Who? Your statement should read something like this:  “For (target customer), Who (statement of need or opportunity).”  Use the below questions and tips to guide you and read through our advice on customer segmentation.

  • Develop a comprehensive list of your audiences and prioritize the top 2 to 4 audiences that you need to deliver against in order to succeed.
  • What is your customer’s “statement of need” or opportunity (what do they want)?

Entrepreneur Steve Barsh has some great tips on his blog which I will repeat here:

  • Think about dividing your customers into customer segments, and/or breaking them down by psychographic or demographic.
  • Think about what they want (“Wants” are much stronger than “needs”)
  • Look at it from the customer’s view, NOT yours. You need to stand in your customers’ shoes. Ultimately, interview and poll customers to verify what you think they want.
  • Try to be as simple and direct as possible.

What and Why? The structure of your “What” statement:   “The (product / service name) is a (product / service category) that (statement of key benefit – that is, extremely compelling reason to buy or use)” The structure of your “Why” statement: “Unlike (primary competitive alternatives, including “doing nothing”), our product / service (statement of primary differentiation).”  Use the below questions and tips to guide you.

  • What are current and future market trends (innovation, keys to success)?
  • Who are competitors and why would they be selected?
  • What are the key benefits — the extremely compelling reasons to buy or use your company’s product / service?

Again, I have incorporated  some tips from Steve Barsh:

  • Never say “I have no competition.” It’s just not true.

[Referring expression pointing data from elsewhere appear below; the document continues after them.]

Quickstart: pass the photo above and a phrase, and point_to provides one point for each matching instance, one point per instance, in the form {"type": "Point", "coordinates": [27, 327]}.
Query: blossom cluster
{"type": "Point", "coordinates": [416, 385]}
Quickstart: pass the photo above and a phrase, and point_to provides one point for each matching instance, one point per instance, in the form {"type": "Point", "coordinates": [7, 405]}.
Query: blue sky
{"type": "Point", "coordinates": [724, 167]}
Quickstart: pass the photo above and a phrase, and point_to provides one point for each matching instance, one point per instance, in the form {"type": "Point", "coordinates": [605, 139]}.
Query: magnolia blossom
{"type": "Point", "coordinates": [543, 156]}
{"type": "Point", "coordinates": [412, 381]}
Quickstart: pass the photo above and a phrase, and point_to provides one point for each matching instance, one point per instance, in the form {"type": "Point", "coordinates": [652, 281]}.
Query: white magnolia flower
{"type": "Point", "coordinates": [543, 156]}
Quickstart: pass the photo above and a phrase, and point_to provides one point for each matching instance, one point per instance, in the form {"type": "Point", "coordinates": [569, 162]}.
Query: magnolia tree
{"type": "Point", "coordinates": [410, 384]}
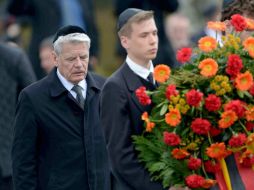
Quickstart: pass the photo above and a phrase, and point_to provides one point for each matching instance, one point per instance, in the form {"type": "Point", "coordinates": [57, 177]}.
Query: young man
{"type": "Point", "coordinates": [138, 35]}
{"type": "Point", "coordinates": [58, 142]}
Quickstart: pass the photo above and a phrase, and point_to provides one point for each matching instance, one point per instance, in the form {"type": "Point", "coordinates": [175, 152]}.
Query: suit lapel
{"type": "Point", "coordinates": [132, 82]}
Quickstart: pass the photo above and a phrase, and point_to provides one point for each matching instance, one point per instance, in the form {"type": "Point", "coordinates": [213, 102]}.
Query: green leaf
{"type": "Point", "coordinates": [240, 93]}
{"type": "Point", "coordinates": [158, 166]}
{"type": "Point", "coordinates": [164, 109]}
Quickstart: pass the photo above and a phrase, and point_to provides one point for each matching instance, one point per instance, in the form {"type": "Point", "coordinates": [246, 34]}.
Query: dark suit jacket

Really think hard about all of the different types of competitors you have.
  • One of the biggest competitors people forget about is the incredible inertia for your target customer to DO NOTHING! How are you going to overcome their inertia to do nothing?
  • Put your product benefits in a priority order with your best at the top.
  • Make sure that your benefits are aligned with what’s relevant to the target customer.

Once you have an on-target value proposition, align your team and organization to deliver on your promise.  Beyond revising your marketing messages, you should think about the implications for product strategy and customer experience.  If you have done it well, your value proposition will help clarify your organization’s objectives and enable your team to rally against a clear vision.